La situation des Avocats français

Il convient de faire un état des lieux en 2011 de la position des avocats français par rapport aux principes évoqués par le Traité de ROME et leur application par la Commission Européenne et la Cour de Justice.

1. Sur les monopoles et tâches réservés

Les avocats ont toujours eu, en France, un monopole judiciaire partiel et ils ont conservé le principe de la postulation, bien que la multipostulation se développe à la suite de la modification de la carte judiciaire et du fait de la loi du 28 mars 2011 (Loi n°2011-331 du 28 mars 2011 de modernisation des professions judiciaires ou juridiques et certaines professions réglementées, JORF n°74 du 29 mars 2011 p.5447).

Certains craignaient ou souhaitaient que la directive « services » puisse conduire à un abandon de la théorie dite du « périmètre du droit » et de la défense des professionnels du droit quant à leur activité principale. Certains prédisaient déjà que cette notion ne passerait pas le tamis de la proportionnalité. Les Etats membres, au regard des articles 15 et 16 de la Directive « services » doivent examiner que les exigences posées pour la liberté de prestation des services ou la liberté d'établissement doivent éviter des exigences incompatibles avec ces libertés européennes. En particulier, l'exigence posée ne peut être directement ou indirectement discriminatoire en raison de la nationalité ou, dans le cas de personnes morales, en raison de l'Etat membre dans lequel elles sont établies. Les exigences doivent être justifiées par des raisons d'ordre public, de sécurité publique, de santé publique ou de protection de l'environnement. Elles doivent être propres à garantir la réalisation de l'objectif poursuivi et ne pas aller au-delà de ce qui est nécessaire pour atteindre cet objectif (proportionnalité).

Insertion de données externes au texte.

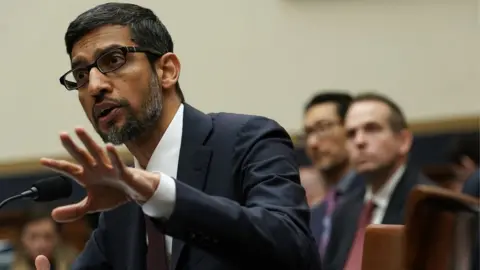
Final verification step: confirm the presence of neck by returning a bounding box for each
[365,159,405,194]
[320,162,350,192]
[125,98,181,168]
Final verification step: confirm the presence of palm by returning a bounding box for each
[41,129,137,221]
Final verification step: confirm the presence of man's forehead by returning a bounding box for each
[345,101,390,128]
[304,102,338,124]
[71,25,135,63]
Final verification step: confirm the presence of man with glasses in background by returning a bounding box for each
[36,3,320,270]
[303,91,364,256]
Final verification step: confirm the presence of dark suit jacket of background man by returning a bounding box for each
[73,104,320,270]
[322,165,434,270]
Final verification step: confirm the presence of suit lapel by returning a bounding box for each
[126,203,147,270]
[324,188,365,269]
[382,166,417,224]
[170,104,212,269]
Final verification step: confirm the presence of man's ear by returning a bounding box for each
[155,53,180,89]
[398,129,413,155]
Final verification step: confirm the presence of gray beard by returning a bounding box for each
[97,72,163,145]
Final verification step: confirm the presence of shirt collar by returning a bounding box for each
[364,164,405,208]
[134,104,184,175]
[335,170,355,195]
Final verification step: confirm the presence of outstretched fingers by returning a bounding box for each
[75,128,111,167]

Toutefois, les récentes décisions de la Cour de justice de l'Union européenne ont rappelé les notions fondamentales d'indépendance, de qualité du service, de formation et de déontologie. Cela justifie le maintien de la règle posée par l'article 54 de la Loi du 31 décembre 1971 (Loi n°71-1130 du 31 décembre 1971 portant réforme de certaines professions judiciaires et juridiques, JORF du 5 janvier 1972 p.131). De surcroît, il n'y a jamais eu d'interdiction générale, en France, de donner des conseils juridiques, puisque cette activité est possible pour les experts-comptables et d'autres professions, mais à titre accessoire. Cette réserve est justifiée par la nécessaire protection des destinataires des prestations juridiques. Il existe en effet une asymétrie de l'information entre le professionnel et le consommateur de services juridiques. Or, seules la déontologie et la qualification professionnelle peuvent permettre de corriger cette asymétrie et de garantir aux consommateurs la fiabilité et la régularité de ces conseils.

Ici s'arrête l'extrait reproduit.